Key Techniques for Gas Leak Detection
Vacuum applications tend to be extremely high spec, with certain aspects being beyond compromise. Pumps and vessels must be of high integrity, with the ability to achieve the appropriate level of vacuum without leaks. In this article, we outline some of the key ways of measuring gas leak detection.
Why is Gas Leak Detection Important
Gas leak detection in pressurized and vacuum systems is a fundamental step in the manufacturing process. Maintaining and quantifying the leak tightness of vessels during service, is rarely prioritized which can have serious consequences.
Measurement of leaks is known as the leak rate, a number which is dependent on many factors from the pressure differential to the size of the holes. This rate refers to the amount of the leak that enters or leaves the enclosure per unit of time.
Gas leak detection is an important part of producing high quality products and ensuring quality control. There are many reasons why gas leak detection is critical:
- Maintaining the pressure/vacuum
- Ensuring long-life of products
- Process efficiency
- Adherence to environmental standards
- Operator safety
- Product safety
Different Types of Leak Detection
There are many ways users may detect a gas leak in vacuum technology. Here we outline some of these ways and how they compare to Gencoa Optix.
The Pump Down Test
This gas leak detection test is conducted by evacuating a closed vacuum vessel until a specified pressure is reached and then stopping the inlet. Following a pre-determined amount of time, the valve is opened and the time it takes to return to the original level is measured.
The Bubble Test
This simple test method involves placing the instrument in water and observing whether bubbles can be seen. This test is employed for vacuums of up to 10-4 mbar.
The Pressure Rise Test
This gas detection method involves plotting the vacuum level and the time against one another. After the system is isolated, if a leak is present, the rate of rise will be faster.
Helium Leak Detection
The spraying of Helium gas around a vacuum vessel and measurement of the amount that enters the system, is the most sensitive type of leak detection and widely used.

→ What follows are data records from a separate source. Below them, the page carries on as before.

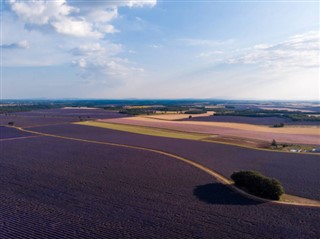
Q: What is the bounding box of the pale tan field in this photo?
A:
[141,111,214,121]
[100,116,320,145]
[260,107,314,113]
[124,116,320,137]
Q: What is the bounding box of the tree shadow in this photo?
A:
[193,183,263,205]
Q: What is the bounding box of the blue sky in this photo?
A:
[0,0,320,100]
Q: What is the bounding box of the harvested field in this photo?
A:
[28,125,320,200]
[0,132,320,239]
[0,109,127,127]
[182,115,319,126]
[142,111,213,120]
[100,117,320,145]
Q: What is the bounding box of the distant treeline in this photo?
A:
[215,109,320,122]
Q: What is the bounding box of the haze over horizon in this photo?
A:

The Optix Gas Leak Detection Instrument
Whilst the methods outlined above do have their merits, the Optix is an instrument that is both highly accurate and can be used in any vacuum environment and application. The instrument measures gas in a vacuum across a broad range of pressures; from near atmosphere down to 10-7 mbar, meaning it can cater for most vacuum processes without needing a separate pumping system.
The ability to measure any type of gas means different gases can be sprayed around the vacuum vessel to determine the leak tightness. Helium is the gas of choice due to the small size of the atoms, but it is increasing short supply and therefore expensive. Hence Argon gas can be a useful alternative as it is more readily available. But leaks can be detected in service by monitoring the nitrogen level in the chamber, which is representative of the amount of atmosphere entering the vessel. This 'natural' indicator of the integrity of the vacuum and hence the process environment can be constantly monitored by Optix.
How Does Optix Gas Leak Detection Work?
Optix employs a remote plasma spectroscopy concept that is separate from vacuum by an optical window. The concept creates a small plasma inside the sensor head which is analyzed by a built-in spectrometer. Any chemical present in the vacuum chamber will be excited in the remote plasma, and that excitation will be visible in the plasma spectrum.
Optix is extremely adaptable and is easily switched between vacuum systems. It can also be carried in a box to customer sites, offering ultra-high sensitivity leak detection when using the single gas option.
Using Optix for gas leak detection is highly beneficial because its all in one system means there is no need for a range of complex differential pumps. It offers automatic calibration and direct monitoring of the vacuum to offer instant insight into any change.